Federal Annual Gift Tax Exclusion
In 2021, every individual can transfer cash or other assets worth up to $15,000 to an unlimited number of recipients. This is known as the annual gift tax exclusion.
State and Federal Estate and Gift Tax Summary
The chart below outlines the federal and state exemptions and tax rates for 2017 through 2021:
Tax Quote: “The hardest thing in the world to understand is the income tax.” Albert Einstein
Keeping Your Estate Plan Current
Even though most estate planners create estate plans with some flexibility, it is not possible to anticipate all of the potential changes that may occur after documents are signed.

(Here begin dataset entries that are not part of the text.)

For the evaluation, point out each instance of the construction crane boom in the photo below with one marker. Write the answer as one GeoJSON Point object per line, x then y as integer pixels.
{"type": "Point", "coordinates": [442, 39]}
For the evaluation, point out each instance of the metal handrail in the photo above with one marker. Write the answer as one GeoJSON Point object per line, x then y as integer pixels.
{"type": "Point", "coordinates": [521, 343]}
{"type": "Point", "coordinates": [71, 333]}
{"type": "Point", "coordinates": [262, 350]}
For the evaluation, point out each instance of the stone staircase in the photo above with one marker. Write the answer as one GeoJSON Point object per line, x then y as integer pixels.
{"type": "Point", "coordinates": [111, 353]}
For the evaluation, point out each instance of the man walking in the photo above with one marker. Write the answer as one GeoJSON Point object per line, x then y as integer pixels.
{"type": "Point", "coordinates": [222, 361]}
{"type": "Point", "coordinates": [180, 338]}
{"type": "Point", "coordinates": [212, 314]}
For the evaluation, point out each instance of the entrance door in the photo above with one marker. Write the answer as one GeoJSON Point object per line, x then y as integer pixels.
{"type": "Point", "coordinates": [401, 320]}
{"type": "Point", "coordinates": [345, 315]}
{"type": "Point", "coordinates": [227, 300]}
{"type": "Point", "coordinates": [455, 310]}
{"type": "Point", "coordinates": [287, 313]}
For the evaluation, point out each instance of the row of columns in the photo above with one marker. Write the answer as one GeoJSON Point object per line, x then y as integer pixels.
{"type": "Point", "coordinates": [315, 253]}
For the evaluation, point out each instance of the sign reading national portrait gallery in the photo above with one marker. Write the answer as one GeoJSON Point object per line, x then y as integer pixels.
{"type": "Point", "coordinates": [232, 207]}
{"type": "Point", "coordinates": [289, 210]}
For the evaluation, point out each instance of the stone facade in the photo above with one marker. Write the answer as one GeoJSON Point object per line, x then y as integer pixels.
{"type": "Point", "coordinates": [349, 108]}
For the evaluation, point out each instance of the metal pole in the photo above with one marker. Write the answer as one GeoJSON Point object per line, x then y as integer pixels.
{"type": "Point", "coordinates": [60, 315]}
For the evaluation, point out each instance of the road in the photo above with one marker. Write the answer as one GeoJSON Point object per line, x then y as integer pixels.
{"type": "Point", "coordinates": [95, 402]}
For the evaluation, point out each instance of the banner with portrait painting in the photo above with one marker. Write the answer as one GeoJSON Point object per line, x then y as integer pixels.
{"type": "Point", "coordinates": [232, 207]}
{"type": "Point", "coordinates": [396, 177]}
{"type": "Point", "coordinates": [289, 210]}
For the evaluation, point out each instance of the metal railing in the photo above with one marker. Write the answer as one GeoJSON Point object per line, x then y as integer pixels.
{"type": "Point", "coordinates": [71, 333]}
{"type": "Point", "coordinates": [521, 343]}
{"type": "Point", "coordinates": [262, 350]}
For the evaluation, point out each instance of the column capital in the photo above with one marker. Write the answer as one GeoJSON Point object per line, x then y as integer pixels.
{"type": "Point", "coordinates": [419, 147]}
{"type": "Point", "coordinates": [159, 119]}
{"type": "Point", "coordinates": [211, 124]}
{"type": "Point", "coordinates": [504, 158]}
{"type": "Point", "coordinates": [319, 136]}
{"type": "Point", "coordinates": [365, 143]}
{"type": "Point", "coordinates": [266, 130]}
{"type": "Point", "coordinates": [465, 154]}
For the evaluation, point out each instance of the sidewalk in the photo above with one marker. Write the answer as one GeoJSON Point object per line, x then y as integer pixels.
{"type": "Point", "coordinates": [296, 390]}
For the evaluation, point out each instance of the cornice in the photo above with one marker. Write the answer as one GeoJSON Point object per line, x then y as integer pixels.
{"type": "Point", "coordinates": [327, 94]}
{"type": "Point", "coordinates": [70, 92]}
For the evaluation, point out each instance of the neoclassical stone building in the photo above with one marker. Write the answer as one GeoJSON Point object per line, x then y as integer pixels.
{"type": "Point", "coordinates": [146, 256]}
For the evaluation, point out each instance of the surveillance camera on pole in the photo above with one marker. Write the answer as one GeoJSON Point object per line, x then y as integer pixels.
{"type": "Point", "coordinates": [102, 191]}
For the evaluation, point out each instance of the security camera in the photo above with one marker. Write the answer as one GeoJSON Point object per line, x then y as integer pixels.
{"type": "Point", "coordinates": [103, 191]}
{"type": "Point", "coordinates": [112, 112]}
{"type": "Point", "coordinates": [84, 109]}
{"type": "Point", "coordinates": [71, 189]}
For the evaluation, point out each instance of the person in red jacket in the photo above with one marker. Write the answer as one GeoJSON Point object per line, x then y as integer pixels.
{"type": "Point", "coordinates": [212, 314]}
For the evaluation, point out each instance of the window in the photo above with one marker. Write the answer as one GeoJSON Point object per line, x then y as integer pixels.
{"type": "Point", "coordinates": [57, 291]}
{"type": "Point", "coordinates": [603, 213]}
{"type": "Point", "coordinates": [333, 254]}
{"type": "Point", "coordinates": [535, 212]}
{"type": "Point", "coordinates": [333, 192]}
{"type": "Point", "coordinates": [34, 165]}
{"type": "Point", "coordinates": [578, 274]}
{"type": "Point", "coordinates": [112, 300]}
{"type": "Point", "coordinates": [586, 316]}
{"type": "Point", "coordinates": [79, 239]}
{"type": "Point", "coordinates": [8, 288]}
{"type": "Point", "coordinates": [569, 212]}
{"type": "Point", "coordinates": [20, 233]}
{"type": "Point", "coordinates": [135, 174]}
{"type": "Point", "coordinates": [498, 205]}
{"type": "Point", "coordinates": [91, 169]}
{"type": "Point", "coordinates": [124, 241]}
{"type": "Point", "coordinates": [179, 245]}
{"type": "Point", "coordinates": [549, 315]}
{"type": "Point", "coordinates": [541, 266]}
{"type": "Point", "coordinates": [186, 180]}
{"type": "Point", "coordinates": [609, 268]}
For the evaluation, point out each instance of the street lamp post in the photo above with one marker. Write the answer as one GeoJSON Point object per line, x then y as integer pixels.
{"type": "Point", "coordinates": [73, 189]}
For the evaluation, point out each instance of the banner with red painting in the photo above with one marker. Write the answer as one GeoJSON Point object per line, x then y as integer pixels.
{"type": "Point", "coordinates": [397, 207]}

In addition to changes in tax laws, the following events may prompt you to update some or all of your estate planning documents:
- marriage, divorce, birth (or adoption), and/or death;
- a health problem or serious illness/disability;
- significant increase or decrease in the value of your estate;
- significant increase or decrease in income or change in nature of income;
- change in the manner of asset ownership or business interests;
- change in employment or retirement;
- change of state of residence;
- receipt of inheritance or gift;
- a child turns 18;
- charitable giving goals change;
- behavioral changes where a beneficiary/fiduciary develops an overspending/gambling habit, or becomes addicted to drugs/alcohol;
- life insurance purchase or change in insurability (ideally, contact an estate planner prior to purchasing a new life insurance policy); and
- purchase of real property located outside Washington (ideally, contact an estate planner prior to purchasing a real property in another state).
The preceding list applies not only to changes in your own life, but also to people included in your estate plan as either a beneficiary or a fiduciary (e.g., Personal Representative, Trustee, Attorney-in-Fact, or Guardian). While this list is not intended to be comprehensive, it is intended to prompt an occasional review of your estate plan. Generally, we recommend reviewing your estate plan every two to three years to make sure the plan still reflects your wishes. If any of the changes outlined above occur after you have executed your estate planning documents, please contact our office so that together we may review your existing plan and advise you concerning any necessary or suggested changes.
Tax Fun Fact: Peter the Great imposed a tax on men with beards. Those who paid the tax were required to carry a beard token.
Digital Assets – Online Tools Coordinated with or Purposefully Deviated from Estate Planning Documents
Most fiduciaries (e.g., Personal Representative, Trustee, or Attorney-in-Fact) were previously told to monitor an incapacitated or deceased person’s mail to gather information on assets and liabilities. More recently, that advice has changed to include accessing the incapacitated or deceased person’s emails since most people have made the switch to paperless statements. When it comes to accessing digital assets, priority of access is generally granted in the following order: (1) pursuant to the user’s instructions on file with the custodian (e.g., Google, Facebook); (2) pursuant to the user’s written instructions in a Will, Trust, or Power of Attorney; or (3) pursuant to the custodian’s terms of service.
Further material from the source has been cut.